Victoria Park Lake is the Shepparton region’s primary passive open space. The new Shepparton Art Museum (SAM) is the biggest investment the park has seen and aims to heal the scar created by poorly located infrastructure at the key arrival point from Melbourne. The SAM site marks the transition between two juxtaposing landscapes on site: the indigenous, western natural Red Gum forest of the Goulburn River flood plain; and the eastern, Wyndham Street edge, manicured exotic park with open lake views.
Urban Initiatives used each face of the building as an opportunity for new landscape expression. From the west, the contemporary building appears to have been dropped into a natural bushland setting containing an Aboriginal garden and gathering area, with a fire pit and useful and medicinal plants selected by the local Aboriginal community in consultation with Urban Initiatives.
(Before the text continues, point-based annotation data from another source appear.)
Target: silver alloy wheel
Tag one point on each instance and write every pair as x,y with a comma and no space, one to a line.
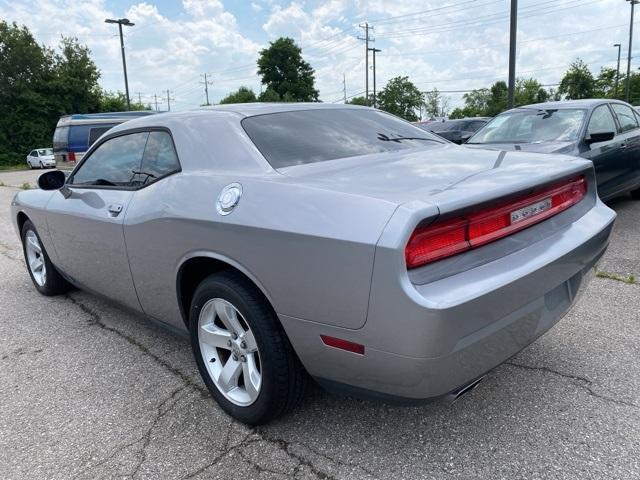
230,352
35,258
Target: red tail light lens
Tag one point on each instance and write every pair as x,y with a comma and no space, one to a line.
444,239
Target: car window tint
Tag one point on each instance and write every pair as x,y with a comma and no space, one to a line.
96,132
113,163
308,136
601,121
625,116
159,158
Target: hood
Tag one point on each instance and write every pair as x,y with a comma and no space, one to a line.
434,173
541,147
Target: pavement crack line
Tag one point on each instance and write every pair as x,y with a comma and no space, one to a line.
579,381
96,320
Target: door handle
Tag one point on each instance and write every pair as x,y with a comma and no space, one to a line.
115,209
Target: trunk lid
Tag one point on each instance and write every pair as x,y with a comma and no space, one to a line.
448,176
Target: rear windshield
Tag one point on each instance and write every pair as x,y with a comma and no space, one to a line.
308,136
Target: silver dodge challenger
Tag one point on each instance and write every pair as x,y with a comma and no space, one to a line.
340,243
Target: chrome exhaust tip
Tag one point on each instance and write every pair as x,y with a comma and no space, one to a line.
455,395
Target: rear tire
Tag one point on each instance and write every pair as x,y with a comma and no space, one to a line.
228,298
43,274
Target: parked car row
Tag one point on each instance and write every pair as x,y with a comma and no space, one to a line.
41,158
607,132
334,242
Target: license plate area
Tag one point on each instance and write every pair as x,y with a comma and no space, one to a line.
529,211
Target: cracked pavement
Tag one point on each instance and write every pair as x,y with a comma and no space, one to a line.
90,391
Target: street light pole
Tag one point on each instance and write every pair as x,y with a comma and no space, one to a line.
126,23
617,70
374,51
513,31
627,80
On the north side, a constructed ‘Art Hill’ conceals the functional loading dock below and connects the gallery café to the park landscape. An elevated outdoor terrace leads to a grassed slope with open views of the lake, park and bushland beyond. The steep slopes are planted with indigenous species. The eastern frontage provides a paved plaza and formal entry to the building and the south side incorporates visitor parking and a drop-off zone, with an ephemeral landscape including wet areas planted with plants from the flood plain.
Popular lake-edge pathways are enriched with new activities, provide shelter from traffic noise, and create new garden experiences for expanded public use with lawns, gardens, shelters and furniture. All mature Red Gums were preserved, while inconsistent and unhealthy trees were replaced with native and indigenous trees that enhance the landscape character, increase shade and improve the overall health of the local ecosystems.